What pfSense version ? - is it patched or modified ?

pama

The same here.
After re-applying the squid settings it stopped to logs the errors, but after 2 or 3 days (depends on load) it reappears

sujyo1

2.4.2-RELEASE-p1 (amd64)
built on Tue Dec 12 13:45:26 CST 2017
FreeBSD 11.1-RELEASE-p6

Intel(R) Core(TM) i5 CPU 750 @ 2.67GHz
Current: 2667 MHz, Max: 2668 MHz
4 CPUs: 1 package(s) x 4 core(s)
AES-NI CPU Crypto: No

Interfaces:
WAN 1000baseT <full-duplex>xx.xx.ccc.ccc
LAN autoselect 192.168.1.1
OFFICE 100baseTX <full-duplex>192.168.100.1
HOTSPOT 1000baseT <full-duplex>10.10.10.1 (captive portal is ON)

nginx: 2018/02/10 19:49:01 [error] 28887#100127: *4888 open() "/usr/local/www/phpmyadmin" failed (2: No such file or directory), client: 1x0.2x9.1xx.x6, server: , request: "GET /phpmyadmin HTTP/1.1", host: "xx.3x.2xx.xxx", referrer: "http://xx.xx.xxx.xxx/phpmyadmin"
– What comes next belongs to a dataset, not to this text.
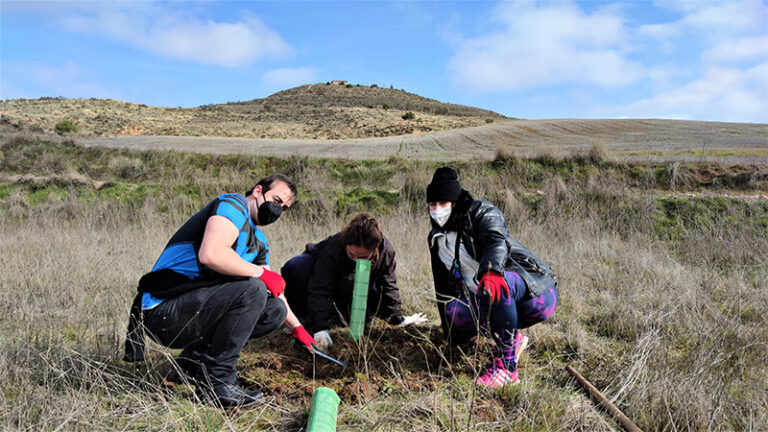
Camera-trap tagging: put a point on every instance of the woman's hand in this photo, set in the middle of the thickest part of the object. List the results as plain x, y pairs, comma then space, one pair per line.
415, 319
323, 340
302, 336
I getting same a full page…

Feb 10 15:05:55 nginx: 2018/02/10 15:05:55 [alert] 43837#100173: send() failed (40: Message too long)</full-duplex></full-duplex></full-duplex>

AMD_infinium05

Hey guys, is there an update to this issue?

hasanfatih

ishtiaqaj did you solve this problem

@Lampogriz

Aug 28 10:22:38	pfsense.localdomain		nginx: 2019/08/28 10:22:38 [alert] 54908#100145: send() failed (40: Message too long)

I experienced this also in latest pfsense right now. my captive portal disconnects .I hope there is a fix for this.

wazim4u

@dyobetem I also have this issue since 2 months and its related to Captive Portal. i have 2500+ captive portal users and 2 WAN. i changed a lot of settings in nginx but useless. still i am getting these errors. I've pfsense 2.4.4-P3 Lastest version.

i have already mentioned this issue in given blow post ( last Issue )

https://forum.netgate.com/topic/144868/dell-r430-bge-built-in-port-hangs-captive-portal-stop-working/23

Gertjan

@wazim4u : Do you redirect a new, just logged-in user to an URL ( setting After authentication Redirection URL ) ?

This is what I think : when a user logged in using the IP (or URL) of the captive portal page, the users browser gets redirected to the same URL (== the captive pprtal's web server).... which will redirect again - to itself -, and again, and again etc - recursif. The URL thrown back to the browser becomes to big, nginx will finally produce the "send() failed (40: Message too long)" error.

For myself, I redirect, no matter what, to "https://www.google.com" but you can take any URL like a your companie's site.

Another explanation : you have quiet a lot of portal users. Not every user uses the latest smart devices /PC's with the latest OS and the best browsers.
Even I see still IE8 (Windows XP) connecting to my portal.
These ancient devices are not portal aware. They won't behave correctly.

Or even : not all the apps are written the same way. At least, Apple reviews (some what) each and every app before it's released - the Android society is a pure zoo. So, a bad app can throw out an URL that's to big. nginx will bail out.

So, mind you, these are all theories.
I do not have the test park to test them.

andresense

This issue has been resolved?

I have this same problem

Gertjan

@andresense

Sure.
No news after more then one year : that means : no issue.

We are also 2 (at least) version of pfSense further on.